Least action principle : is $ \delta \frac{dx}{dt} = \frac{d \delta x}{dt} $ always true?

Question

(Just some recalls)

We have an action on which we want to apply Least action principle.

$$ S=\int_{t_i}^{t_f} L(q,\dot{q},t)dt$$

We assume that $t \mapsto q(t)$ is the function that will extremise the action, thus if we replace :

$$q(t) \rightarrow q(t)+\delta q(t)$$

with $ \delta q(t_i)=\delta q(t_f)=0$

We will have at first order in $\delta q$ the variation of the action that will be zero.

$$ \delta S = \int_{t_i}^{t_f} \frac{\partial L}{\partial q} \delta q + \frac{\partial L}{\partial \dot{q}} \delta \dot{q} = 0 $$

And we say that because : $ \delta \frac{dx}{dt} = \frac{d \delta x}{dt} $, we can integer by part (the boundary term vanish because of (*)): $$ \delta S = \int_{t_i}^{t_f} (\frac{\partial L}{\partial q} - \frac{d}{dt} \frac{\partial L}{\partial \dot{q}} )\delta q = 0 $$

---

My question :

It makes sense to me to say that, as :

$$q(t) \rightarrow q(t)+\delta q(t)$$

then by derivation I will have :

$$\dot{q}(t) \rightarrow \dot{q}(t)+\frac{d}{dt} \delta q(t)$$

We immediately find that $ \delta \frac{dx}{dt} = \frac{d \delta x}{dt} $, so it seems to be very general for any transformation.

But my teacher said it could'nt be the case for any transformation.

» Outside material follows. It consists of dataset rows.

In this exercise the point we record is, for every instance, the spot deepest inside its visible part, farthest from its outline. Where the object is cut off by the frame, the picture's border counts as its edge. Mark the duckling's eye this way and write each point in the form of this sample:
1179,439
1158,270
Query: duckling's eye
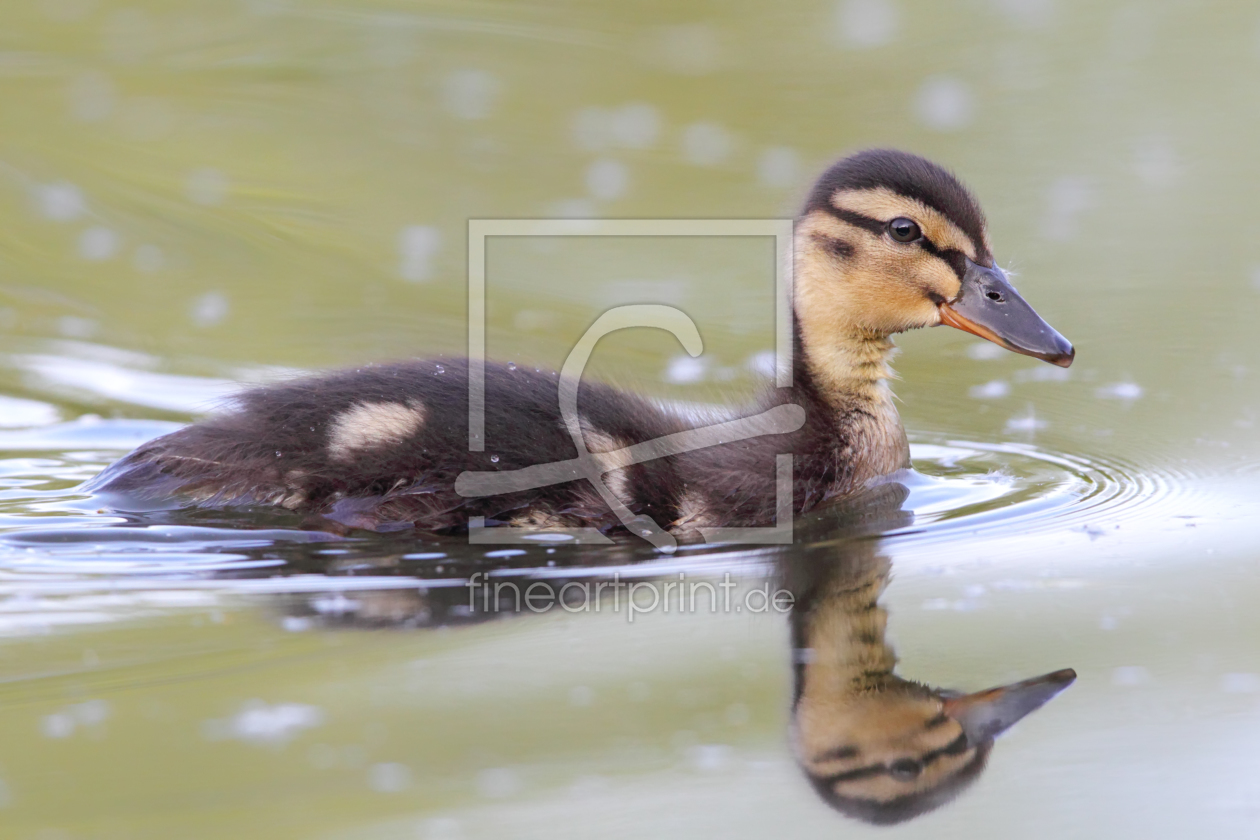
904,229
905,768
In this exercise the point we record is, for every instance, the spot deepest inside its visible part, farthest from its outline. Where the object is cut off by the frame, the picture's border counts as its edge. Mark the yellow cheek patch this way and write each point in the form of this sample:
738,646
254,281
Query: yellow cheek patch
885,205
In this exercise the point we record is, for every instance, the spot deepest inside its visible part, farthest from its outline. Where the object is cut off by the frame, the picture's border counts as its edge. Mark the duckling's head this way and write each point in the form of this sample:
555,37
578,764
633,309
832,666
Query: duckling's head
892,242
899,749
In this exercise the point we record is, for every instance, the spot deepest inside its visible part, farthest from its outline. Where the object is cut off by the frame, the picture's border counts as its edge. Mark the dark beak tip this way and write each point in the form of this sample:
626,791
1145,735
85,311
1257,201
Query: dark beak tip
1065,676
1065,359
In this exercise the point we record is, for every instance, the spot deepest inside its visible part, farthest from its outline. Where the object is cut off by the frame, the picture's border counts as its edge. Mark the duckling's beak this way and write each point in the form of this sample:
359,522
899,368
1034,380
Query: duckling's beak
987,714
990,307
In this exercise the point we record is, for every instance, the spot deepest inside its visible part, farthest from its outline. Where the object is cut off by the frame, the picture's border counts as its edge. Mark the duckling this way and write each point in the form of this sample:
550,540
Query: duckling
875,746
887,242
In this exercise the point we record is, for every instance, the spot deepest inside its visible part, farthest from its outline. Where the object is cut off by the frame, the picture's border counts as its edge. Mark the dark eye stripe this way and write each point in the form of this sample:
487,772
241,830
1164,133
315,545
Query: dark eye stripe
858,221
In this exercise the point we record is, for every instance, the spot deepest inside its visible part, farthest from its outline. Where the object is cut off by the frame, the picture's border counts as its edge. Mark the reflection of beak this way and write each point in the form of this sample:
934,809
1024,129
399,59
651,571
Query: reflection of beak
990,307
987,714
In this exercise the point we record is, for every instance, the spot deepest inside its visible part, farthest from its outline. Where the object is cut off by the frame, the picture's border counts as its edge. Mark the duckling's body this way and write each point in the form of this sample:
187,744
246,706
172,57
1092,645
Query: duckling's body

I don't see why ??

What's more, just to understand :

In a Lagrangian, we consider $q(t)$ and $\dot{q}(t)$ as independant variables, because at a given point, if I have a value of a function, its derivative can take any values.

But the functions $q$ and $\dot{q}$ are not independant functions (they are linked by derivative operation).

So, we always have $\delta q(t)$ and $\delta \dot{q}(t)$ that are independant, and to proove that $ \delta \frac{dx}{dt} = \frac{d \delta x}{dt} $, we use the "trick" that, the functions associated are not independant.

In a sense, we "go" in the function space where functions are not independent and then we go back in "variable" spaces where they are independent.

Am I right ? And why did my teacher said that $ \delta \frac{dx}{dt} = \frac{d \delta x}{dt} $ is not always true, was him wrong?

Answer 1

The $\delta$ "symbol" can be viewed as an operator. When you are talking about variations, what you actially have is a family of curves $$ q_\epsilon(t), $$ where $q_{\epsilon=0}(t)$ is the physically realized curve. If $F[q]$ is a function or functional of the curve, then we write $$\delta F[q]=\frac{d}{d\epsilon}(F[q_\epsilon])|_{\epsilon=0},$$ so in particular, $\delta q(t)=\frac{d}{d\epsilon}q_\epsilon(t)$ at $\epsilon=0$.

Therefore, we have $$\delta \dot{q}(t)=\frac{d}{d\epsilon}(\dot{q}(\epsilon,t))=\frac{\partial^2}{\partial\epsilon\partial t}q(\epsilon,t)=\frac{\partial}{\partial t\partial\epsilon}q(\epsilon,t), $$ where the $\epsilon$-derivatives are evaluated at 0. We could switch to partials because $\epsilon$ and $t$ are completely independent variables.

So if the function $q(\epsilon,t)=q_\epsilon(t)$ is well-behaved enough to exchange the partials (we take this to be $C^\infty$ usually, so it is), then this identity stands.

One example I know where this is not true is in general relativity, for field-theoretic use of the variational principle. There we use covariant derivatives, and if the metric is the field to be varied, then the variational $\delta$ derivative is not exchangeable with the covariant derivative $\nabla$, because $\nabla$ itself depends on the metric.